Nach den Anweisungen des Fotografen Wilfried Adam wurde das Model in Szene gesetzt, besser gesagt gelegt. Anatol Tulga stand dem Model dabei hilfreich zur Seite.

Die Aufgabe des Fotografen bestand darin, die Strukturen des Gebäudes, die Tiefe, welche sich aus der Höhe ergaben und das Zeichen des Models zusammen in eine spannende Aufnahme umzusetzen. Daraus ergab es sich, dass das Model, als auch der Fotograf den Standort öfters wechseln mussten.

Warten auf den Sonnenuntergang

Neben einer Produktion bei Tageslicht war auch ein Shooting bei Nacht geplant. Hierbei sollte die Skyline des Bankenviertes von Frankfurt am Main und die untergehende Sonne zusammen mit dem Model abgelichtet werden.

Die Wolken am sich verdunkelnden Himmel versprachen mit den teilweise beleuchteten Büroräumen der gegenüberliegenden Hochhäuser eine stimmungsvolle Nachtaufnahme.
Also wartete das Produktions-Team bis die Blaue Stunde anbrach. Kamera, Blitzgeräte und Model wurden auf das folgende Shooting vorbereitet.

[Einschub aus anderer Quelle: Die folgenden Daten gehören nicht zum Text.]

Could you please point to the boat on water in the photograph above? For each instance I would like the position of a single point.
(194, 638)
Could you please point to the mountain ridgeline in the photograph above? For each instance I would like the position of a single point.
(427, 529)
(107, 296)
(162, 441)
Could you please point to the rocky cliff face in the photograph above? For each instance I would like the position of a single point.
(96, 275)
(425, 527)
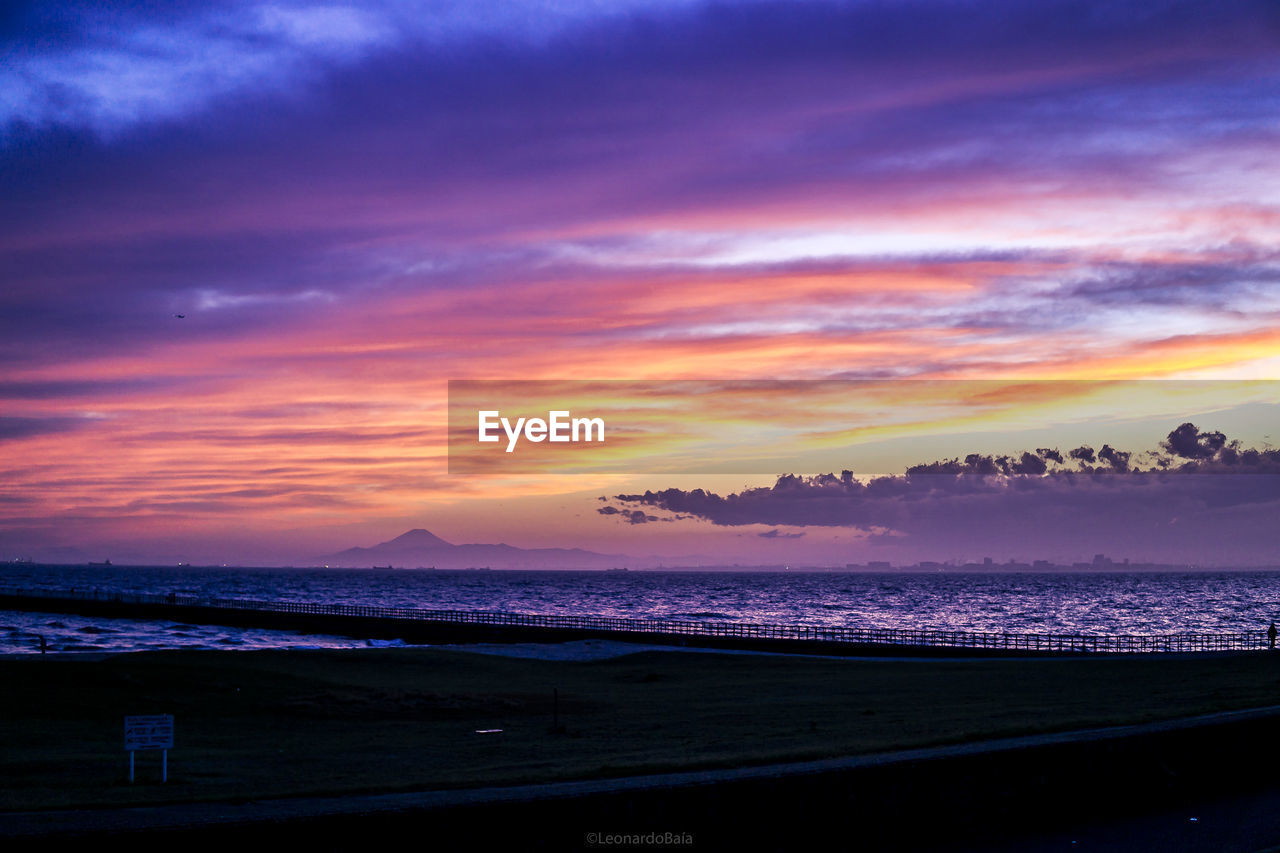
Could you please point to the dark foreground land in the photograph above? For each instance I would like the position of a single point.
(254, 725)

Leider war es so, dass trotz der peniblen Vorarbeit eine Unbekannte blieb, der immer stärker auffrischende Wind. Dieser rüttelte so kräftig an der auf dem Stative befestigten Kamera, dass eine unverwackelte Aufnahme unmöglich wurde. Das Nachtshooting musste abgesagt werden.

Warten auf den Sonnenuntergang
Ungeahnte Ansichten

Ungeahnte Ansichten

Auch wenn eine Aufnahme vor der nächtlichen Skyline durch den starken Wind verhindert wurde, blieb die Gewissheit, dass das Shooting durch die spannende Umsetzung bei Tageslicht ein Erfolg war.

So wurde nach insgesamt fünf Stunden Produktion, auf einem der schönsten Dächer Frankfurts, die Ausrüstung zusammengepackt und in den Fahrstuhl verfrachtet, welcher das Produktions-Team 45 Etagen nach unten beförderte.

Zurück blieb der Diamant, wie das Wahrzeichen des Frankfurter Trianon liebevoll von den 2500 Beschäftigten des Bürohochhauses genannt wird.

Er wird auch in Zukunft der Witterung trotzen und sein Zeichen über den Dächern der Frankfurter Metropole setzen.

Ein letzter Blick auf Frankfurt am Main

Ein letzter Blick noch auf die Stadt, in der das neunte Shooting für das Kalenderprojekt Väter setzen Zeichen gegen den Missbrauch von Kindern umgesetzt wurde.

Serie-X e.V. wird jedoch wieder kommen um den fertiggestellten Kalender im Foyer des Trianon der Öffentlichkeit vorzustellen.

Die Produktion über den Dächern von Frankfurt am Main wird in den Erinnerungen des Produktions-Teams mit Sicherheit einen besonderen Platz einnehmen. Nicht zuletzt auf Grund der offenen Freundlichkeit, mit welcher das Team von Serie-X e.V. bei den Verantwortlichen des Trianon empfangen wurde.

Einmal mehr waren sich die Initiatoren des Kalender-Projektes sicher, dass es Richtig ist, Gelder zu generieren das missbraucheten Kindern zu Gute kommt.

Nächtlicher Blick auf Frankfurt
Wieder einen Schritt weiter

Wieder einen Schritt weiter

Ein erlebnisreicher Tag. Schönes Wetter. Aber trotzdem harte Arbeit und eine enorme Anspannung am Set. Erst wenn das Motiv stimmt, weicht der Druck. Bernd Köhle zeigt die neunte fertig gestellte Produktion zufrieden an. Jetzt stehen noch drei Fotoshootings aus.

Das Team von Serie-X bedankt sich ganz herzlich bei Ingolf Fischer, Immobilienmanager und „Bürgermeister“ des Trianon, für die unkomplizierte Zusammenarbeit und die professionelle Unterstützung sowie bei Securitas-Mitarbeiter Olaf Seraphin für die freundliche Betreuung vor Ort. Wir werden das Trianon in sehr guter Erinnerung behalten und sicherlich wiederkommen.